Indian cinema tells us that royalty is about opulence and grandeur, with flowers and pearls strewn on the paths of kings. There is always someone to fan the king, to sing him a melody or entertain him with a dance. Bidar, the crown of Karnataka, is one such place where you can experience what it is to be a king or a queen.

We headed toward Blackbuck resort, on a path lined with bright orange. The Flame of the Forest gave us our first brush with royalty.
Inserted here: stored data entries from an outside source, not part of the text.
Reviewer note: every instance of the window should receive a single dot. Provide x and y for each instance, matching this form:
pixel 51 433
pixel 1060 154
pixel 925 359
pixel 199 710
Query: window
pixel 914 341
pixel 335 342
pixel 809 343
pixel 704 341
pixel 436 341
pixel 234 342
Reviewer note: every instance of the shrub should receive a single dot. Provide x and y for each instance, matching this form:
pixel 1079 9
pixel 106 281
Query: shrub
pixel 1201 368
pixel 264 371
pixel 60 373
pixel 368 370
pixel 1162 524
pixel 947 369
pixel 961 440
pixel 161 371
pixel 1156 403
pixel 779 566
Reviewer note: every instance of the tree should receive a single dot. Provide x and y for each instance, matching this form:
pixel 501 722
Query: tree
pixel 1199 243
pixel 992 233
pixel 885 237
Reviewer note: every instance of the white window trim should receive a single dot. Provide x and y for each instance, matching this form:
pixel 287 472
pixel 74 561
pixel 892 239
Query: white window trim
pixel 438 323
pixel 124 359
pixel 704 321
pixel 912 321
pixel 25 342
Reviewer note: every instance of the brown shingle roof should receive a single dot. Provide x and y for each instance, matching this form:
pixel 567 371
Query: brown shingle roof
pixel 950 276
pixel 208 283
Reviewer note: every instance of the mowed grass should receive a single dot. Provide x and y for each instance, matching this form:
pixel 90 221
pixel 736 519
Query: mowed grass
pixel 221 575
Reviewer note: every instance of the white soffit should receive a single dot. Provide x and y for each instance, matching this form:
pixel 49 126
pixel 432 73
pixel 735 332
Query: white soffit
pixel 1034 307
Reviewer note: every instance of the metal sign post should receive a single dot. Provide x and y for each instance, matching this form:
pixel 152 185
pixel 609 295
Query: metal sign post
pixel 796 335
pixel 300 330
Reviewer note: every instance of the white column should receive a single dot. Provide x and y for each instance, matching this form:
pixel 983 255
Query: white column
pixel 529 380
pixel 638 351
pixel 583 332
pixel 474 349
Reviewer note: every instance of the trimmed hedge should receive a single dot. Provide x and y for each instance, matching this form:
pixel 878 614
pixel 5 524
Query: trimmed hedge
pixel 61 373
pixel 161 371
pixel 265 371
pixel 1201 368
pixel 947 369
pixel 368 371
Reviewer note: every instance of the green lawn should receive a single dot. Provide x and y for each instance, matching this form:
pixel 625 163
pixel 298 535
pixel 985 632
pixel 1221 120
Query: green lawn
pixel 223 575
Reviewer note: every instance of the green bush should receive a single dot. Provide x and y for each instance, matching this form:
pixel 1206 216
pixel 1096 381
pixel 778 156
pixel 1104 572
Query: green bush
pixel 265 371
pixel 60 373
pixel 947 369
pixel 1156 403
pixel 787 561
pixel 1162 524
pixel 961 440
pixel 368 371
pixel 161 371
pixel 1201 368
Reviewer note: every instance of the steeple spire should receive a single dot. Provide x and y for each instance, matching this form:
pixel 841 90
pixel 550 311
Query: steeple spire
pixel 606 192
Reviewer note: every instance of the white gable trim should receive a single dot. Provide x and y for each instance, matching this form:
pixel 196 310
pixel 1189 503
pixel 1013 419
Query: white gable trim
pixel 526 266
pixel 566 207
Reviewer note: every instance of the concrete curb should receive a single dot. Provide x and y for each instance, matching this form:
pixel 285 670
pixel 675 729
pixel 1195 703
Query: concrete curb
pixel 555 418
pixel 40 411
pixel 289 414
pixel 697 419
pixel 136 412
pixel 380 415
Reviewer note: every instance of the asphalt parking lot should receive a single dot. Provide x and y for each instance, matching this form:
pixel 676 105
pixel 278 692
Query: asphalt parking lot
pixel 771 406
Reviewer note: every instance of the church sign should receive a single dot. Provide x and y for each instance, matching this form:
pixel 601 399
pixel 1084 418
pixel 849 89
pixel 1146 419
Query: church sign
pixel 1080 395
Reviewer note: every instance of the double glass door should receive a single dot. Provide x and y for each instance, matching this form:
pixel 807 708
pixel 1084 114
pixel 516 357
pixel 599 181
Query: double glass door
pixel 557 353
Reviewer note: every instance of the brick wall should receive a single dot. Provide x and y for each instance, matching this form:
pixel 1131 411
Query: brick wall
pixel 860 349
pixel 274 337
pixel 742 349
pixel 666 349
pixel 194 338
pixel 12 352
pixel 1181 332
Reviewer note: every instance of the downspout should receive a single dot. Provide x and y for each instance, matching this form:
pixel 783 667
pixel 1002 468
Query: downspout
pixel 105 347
SunbirdAndPalashPurple-rumped Sunbird on a Flame of the Forest tree

When all of North Karnataka is dismissed as hot and dry, the floral welcome on a road lined with mini forests and nurseries caught us breathless. One might easily miss the right turn toward the property, because of such distractions along the way! Driving along the mud road, we met the locals chilling out at their favourite waterholes. A family of Yellow-wattled Lapwings which seemed quite comfortably settled, Red-rumped Swallows that gulped down a quick sip and somehow seemed to feel we were eyeing their drink, or White Wagtails that didn’t seem to care.
Yellow-wattled Lapwing
White Wagtail
We entered the gate to a grand musical reception. It was a symphony in B minor, B for Bidar and minor for the Vilaspur Reserve Forest. Red-vented Bulbuls were the main singers, singing throughout the day. Ashy Prinias, the background singers, joined the chorus. The resident langurs ran on the rooftop to introduce some drum beats. The chief over here is the Indian Robin, showing up on different perches, except when we took out our camera. The Common Tailorbird is quite common, quite camera-shy, and quite a treat to watch.
 Red Vented Bulbul
The people behind the scenes are proud of their symphony singers and the impressive tree cover – Flame of the Forest, Boswellia serrata, Hardwickia binnata, to name a few. After a long drive, we were famished. Over a sumptuous lunch that could best be described as homely, Nipun, the manager, regaled us with his witty one-liners and tales from the wild. After a short break, the naturalist guided us on a trek to the hills that overlook the resort. We sat at the top, watching the sunset throw golden rays on the cottages, while a Plum-headed Parakeet whizzed past us.
 The Blackbuck Resort
The plum sunset changed into a dark night.  It was time for a different kind of learning.The knowledge-hungry staff set up their telescope and we were in for a treat, observing the rings around Saturn, the moons of Jupiter, and many a constellation. The symphony continued with a different set of singers – coots, nightjars, insects and a flock of Bar-headed Geese.“The campus itself is so active; do we even need to go on a safari?” The next day, we did decide to go anywayand try our luck with Blackbucks and the elusive Indian Fox. The grassland, adjacent to an air force base, is home to two large herds of Blackbucks. They were lazing and grazing, play-fighting with one another, or galloping away when stray dogs mobbed them.
 The elusive Indian Fox
 A young male Blackbuck
Peace and quiet reigns in the grassland, except when a flight takes off or lands. We spent time watching a Siberian Stonechat, which seemed to be alright with any noise or sound, flying away only when there was a sonic boom.  A flock of Chestnut-bellied Sandgrouse played hide-and-seek and Indian Coursers ran the grassland marathon. It was a flurry of activity at dusk, with over 30 harriers settling down to roost.
 Siberian Stonechat
 Indian Courser
Our second day had a tryst with history. We neared the Bidar fort and what a sight it was! Surrounded by a meandering moat, the mighty fort of the Bahmani Dynasty stood magnificently. We went up the winding path and into the vast courtyard, admiring the Solah Khamb Mosque. The colourful murals and calligraphy at Rangeen Mahal, the architecture within Gagan Mahal, the cannons and cannonballs told us their stories. This historic city has many more monuments to treat the eye and the hungry mind. There are also places of worship like the Gurudwara and Papanash Shiva temple. Bidar has made an entry into the 2014 list of World Monuments Watch.
 The winding path to Bidar Fort
 Rangeen Mahal
Apart from the Blackbucks of Bidar, there is yet another black beauty, the famous Bidriware. One of the owners of a store demonstrated how the figurine, predominantly set in zinc and decorated by silver patterns, transformed into the magic of black and silver. A skilled craftsman dipped it into a boiling concoction, in which a key ingredient was soil from within the Bidar fort. Only that soil, they say, can give the black lustre to the Bidriware.